Reviewing aged care skills
February 9, 2015 | Aged Care Management
Aged care is one industry where staff need to have a high level of training and skill in order to deliver the necessary levels of care, but the workforce could be lacking in some areas.
The South Australian Government sought to better understand the state of the workforce in a new report. The results were surprising. Nearly 50 per cent of care providers stated that fewer than half of Certificate III in Aged Care graduates actually had the necessary skills to be employed in an aged care facility.
A substantial 103 aged care employers noted that poor English, little work experience and not being fit for the industry were the primary reasons for graduates being rejected. Australian Ageing Agenda reported on the issue earlier this month.
“Employers report that a significant number of graduates they interview are not suitable for employment at their worksite and there are providers from whom they will not recruit graduates,” the report explained.

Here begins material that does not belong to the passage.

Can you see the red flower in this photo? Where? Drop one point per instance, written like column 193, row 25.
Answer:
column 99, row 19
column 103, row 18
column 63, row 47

Workforce issues and what employers recommend
Graduate performance is a serious issue, as the aged care industry cannot afford to face a shortage of skilled workers – especially with the sector set to face massive growth over the next few decades.
Obviously, staff training issues need to be addressed within the next few years if providers are going to meet demand for care – but this could take some time to rectify.
Fortunately, aged care providers have come forward with possible courses of action to improve the quality of Certificate III training. They explained that students should have more time during the training to develop practical skills (those used every day while on the job) and have to take part in a four week work placement at minimum.
In addition, courses need to identify whether students can actually develop the correct qualities to perform well in the aged care sector, given the personal nature of the industry. This is an area that cannot be overlooked, as workers will be caring for the elderly on a daily basis – something that requires the right mindset.
Issues like staff training can no longer be put on the back burner, and need to be the centre of attention as resident numbers keep growing. Only with a population of highly trained workers with the right personal attributes can aged care growth be managed effectively.